Dilematis Peternakan: Dampak Perubahan Iklim
Oleh Baharuddin Yusuf
Ilustrasi Industri Peternakan. Sumber: www.pexels.com
Ilustrasi Industri Peternakan. Sumber: www.pexels.com

Perserikatan Bangsa-Bangsa (PBB) menyatakan pada tahun 2017 bahwa aktivitas manusia telah menjadi faktor utama dalam perubahan iklim sejak abad ke-19. Menurut penelitian William F. Lamb dan rekan pada tahun 2018 yang berjudul "A Review of Trends and Drivers of Greenhouse Gas Emissions by Sector from 1990 to 2018", emisi gas rumah kaca mencapai 58 gigaton CO2 setara, mencatat rekor tertinggi dalam sejarah manusia.

Sektor energi menjadi penyumbang terbesar (34%; 20 gigaton CO2e), diikuti oleh industri (24%; 14 gigaton CO2e), pertanian, kehutanan, dan penggunaan lahan lainnya (21%; 12 gigaton CO2e), transportasi (14%; 8,3 gigaton CO2e), dan pengoperasian gedung (6%; 3,3 gigaton CO2e).

Dengan mempertimbangkan kontribusi sektor Agriculture, Forestry, and Other Land Use (AFOLU) sebesar sekitar 21% atau setara dengan 12 gigaton CO2e terhadap emisi gas rumah kaca (GRK), terutama dalam konteks peternakan, penelitian Pierre Gerber dan rekan pada tahun 2013 dalam karya "Tackling Climate Change Through Livestock: A Global Assessment of Emissions and Mitigation Opportunities" menegaskan bahwa sektor peternakan membutuhkan sumber daya alam yang besar dan bertanggung jawab atas sekitar 14,5% dari total emisi GRK yang dihasilkan oleh aktivitas manusia, setara dengan 7,1 Gigaton karbon dioksida. Namun, industri peternakan menghadapi berbagai tantangan global, termasuk pertumbuhan terus-menerus populasi global.

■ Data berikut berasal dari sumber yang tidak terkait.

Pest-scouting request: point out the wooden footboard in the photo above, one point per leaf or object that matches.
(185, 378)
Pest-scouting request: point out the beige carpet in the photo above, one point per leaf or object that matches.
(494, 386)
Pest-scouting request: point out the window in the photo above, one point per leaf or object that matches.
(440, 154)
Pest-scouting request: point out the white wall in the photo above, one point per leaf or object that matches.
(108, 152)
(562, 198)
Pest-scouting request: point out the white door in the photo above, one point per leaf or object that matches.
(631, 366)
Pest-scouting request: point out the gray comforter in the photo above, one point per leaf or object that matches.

Dalam 12 tahun terakhir, populasi global telah mengalami peningkatan yang signifikan, melonjak dari sekitar 1 miliar jiwa menjadi hampir 7,6 miliar pada tahun 2017. Meskipun laju pertumbuhan ini sedikit melambat dibandingkan dengan 10 tahun sebelumnya, dengan tingkat pertumbuhan sekitar 1,24% dibandingkan dengan 1,10% per tahun, namun rata-rata penambahan penduduk tetap tinggi, mencapai sekitar 83 juta orang setiap tahunnya.

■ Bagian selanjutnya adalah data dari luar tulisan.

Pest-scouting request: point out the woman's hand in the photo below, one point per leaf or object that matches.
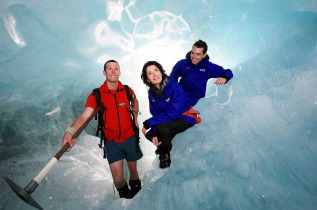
(143, 131)
(155, 141)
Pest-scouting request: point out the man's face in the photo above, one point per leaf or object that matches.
(112, 72)
(197, 55)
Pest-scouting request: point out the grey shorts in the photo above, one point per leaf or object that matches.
(118, 151)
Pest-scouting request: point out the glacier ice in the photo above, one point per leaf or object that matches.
(256, 147)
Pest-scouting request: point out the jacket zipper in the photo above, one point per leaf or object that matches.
(115, 98)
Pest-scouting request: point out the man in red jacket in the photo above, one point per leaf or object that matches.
(118, 129)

Jika tren ini berlanjut, diproyeksikan bahwa populasi global akan mencapai sekitar 8,6 miliar pada tahun 2030 dan 9,8 miliar pada tahun 2050. Peningkatan ini dipengaruhi oleh sejumlah faktor termasuk urbanisasi dan peningkatan pendapatan di negara-negara berkembang, yang juga memicu permintaan yang lebih tinggi akan produk peternakan, seperti yang disampaikan dalam laporan Perserikatan Bangsa-Bangsa tahun 2017.

Meskipun terjadi pertumbuhan populasi global yang signifikan dalam 12 tahun terakhir, yang diproyeksikan akan terus meningkat pada tahun-tahun mendatang, hal ini membawa implikasi serius terhadap permintaan produk peternakan. Peningkatan permintaan ini telah menyebabkan industri peternakan menggunakan energi secara besar-besaran dan menjadi penyumbang utama polusi serta kerusakan lingkungan.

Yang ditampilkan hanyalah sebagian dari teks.